GT. 32 Governance societaria e poteri pubblici nei processi di transizione, alla luce dell’integrazione europea
Grupo de trabajo: Governance societaria e poteri pubblici nei processi di transizione, alla luce dell’integrazione europea
Coordina: Carlo Amatucci, Lucia Picardi (Università degli Studi di Napoli Federico II)
Resumen: Il processo di transizione digitale, ecologica e sociale delle imprese – obiettivo strategico di rilevanza centrale in ambito UE per il prossimo trentennio – concorre a determinare una ridefinizione dei rapporti tra autonomia privata e intervento pubblico in ambito economico.
Da un certo punto di vista, sono gli stessi soggetti pubblici, soprattutto mediante l’adozione di modelli organizzativi di tipo societario, a fornire un contributo essenziale allo sviluppo di una cultura imprenditoriale che sia finalizzata a promuovere l’innovazione tecnologica senza, però, trascurare le esigenze «altre», quali la sostenibilità ambientale o gli interessi delle comunità di riferimento.

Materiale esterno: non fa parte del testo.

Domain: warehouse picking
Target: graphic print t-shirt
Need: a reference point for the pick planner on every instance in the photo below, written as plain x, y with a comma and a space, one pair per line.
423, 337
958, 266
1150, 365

Osservando la questione da altra prospettiva, può rilevarsi come la tendenza a sviluppare delle politiche di trasformazione digitale e green incida fortemente nella declinazione dei meccanismi di governance societaria: tali processi decisionali dell’impresa non richiedono soltanto un mero bilanciamento tra le diverse istanze attribuibili ai soci, ma esigono necessariamente anche la valutazione di quegli interessi «esterni», di rilievo collettivo, che trovano riconoscimento e tutela attraverso interventi di carattere normativo e amministrativo.

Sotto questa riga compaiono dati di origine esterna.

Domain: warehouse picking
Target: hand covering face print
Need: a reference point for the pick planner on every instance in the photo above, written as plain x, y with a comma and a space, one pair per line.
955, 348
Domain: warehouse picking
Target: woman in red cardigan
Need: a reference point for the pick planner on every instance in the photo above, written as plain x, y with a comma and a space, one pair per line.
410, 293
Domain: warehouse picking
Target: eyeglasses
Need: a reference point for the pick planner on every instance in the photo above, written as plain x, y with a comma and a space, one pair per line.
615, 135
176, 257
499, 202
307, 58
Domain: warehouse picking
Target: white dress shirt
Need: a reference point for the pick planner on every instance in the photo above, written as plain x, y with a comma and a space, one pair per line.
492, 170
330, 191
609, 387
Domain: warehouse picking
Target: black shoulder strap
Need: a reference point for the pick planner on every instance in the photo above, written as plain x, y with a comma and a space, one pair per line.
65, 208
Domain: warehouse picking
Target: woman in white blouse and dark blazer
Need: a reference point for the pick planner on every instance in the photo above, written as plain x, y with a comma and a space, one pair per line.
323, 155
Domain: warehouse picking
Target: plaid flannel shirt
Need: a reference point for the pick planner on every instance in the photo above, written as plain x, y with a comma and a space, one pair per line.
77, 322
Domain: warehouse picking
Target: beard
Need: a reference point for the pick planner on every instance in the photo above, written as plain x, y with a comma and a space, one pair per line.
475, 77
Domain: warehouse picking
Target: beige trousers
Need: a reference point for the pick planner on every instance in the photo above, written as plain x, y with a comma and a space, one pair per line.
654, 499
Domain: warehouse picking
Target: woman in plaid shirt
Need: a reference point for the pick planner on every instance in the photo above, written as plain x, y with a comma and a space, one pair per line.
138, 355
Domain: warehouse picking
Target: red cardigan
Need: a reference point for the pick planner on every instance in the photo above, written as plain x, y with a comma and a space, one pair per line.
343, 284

Sotto tale profilo, una ricognizione dei dati di diritto positivo consente di rilevare come il regolatore politico adotti sempre più di frequente la scelta di prevedere ab externo specifici limiti o parametri d’azione che, incidendo nelle scelte organizzative e gestionali delle società, sono in grado di orientare l’esercizio dell’attività economica verso il perseguimento di obiettivi di interesse generale. A titolo meramente esemplificativo, è utile richiamare gli obblighi di sostenibilità, i vincoli ambientali, i requisiti per l’accesso ai finanziamenti pubblici, nonché i penetranti poteri di regolazione e vigilanza delle Autorità Amministrative Indipendenti, gli strumenti di golden power e i meccanismi di controllo sugli investimenti strategici. Si registra, quindi, una progressiva «amministrativizzazione» di segmenti della governance societaria, con ciò intendendosi l’ormai inevitabile integrazione funzionale tra autonomia imprenditoriale e finalità pubbliche: la funzione conformativa esercitata dall’autorità pubblica mediante condizioni, criteri di valutazione e sistemi di monitoraggio incide, infatti, in tema di responsabilità degli organi societari, ampliando il perimetro degli interessi rilevanti nelle decisioni strategiche.
L’indagine si propone, da un lato, di verificare in che modo l’azione degli enti pubblici possa contribuire, in via «diretta», a promuovere obiettivi di transizione digitale e sostenibilità ambientale, e, dall’altro, di delimitare i confini entro cui l’intervento pubblico può orientare le scelte societarie nel rispetto della libertà di iniziativa economica, anche in direzione della ricerca delle basi normative che legittimano l’ampliamento del novero degli interessi da tenere in considerazione nell’ambito dei procedimenti di governance societaria. A tal fine, s’intende effettuare una ricostruzione critica del quadro vigente, individuando le tensioni sistemiche e le possibili linee evolutive, nella consapevolezza che la qualità della governance societaria condiziona direttamente la capacità dell’ordinamento di governare le grandi transizioni in atto.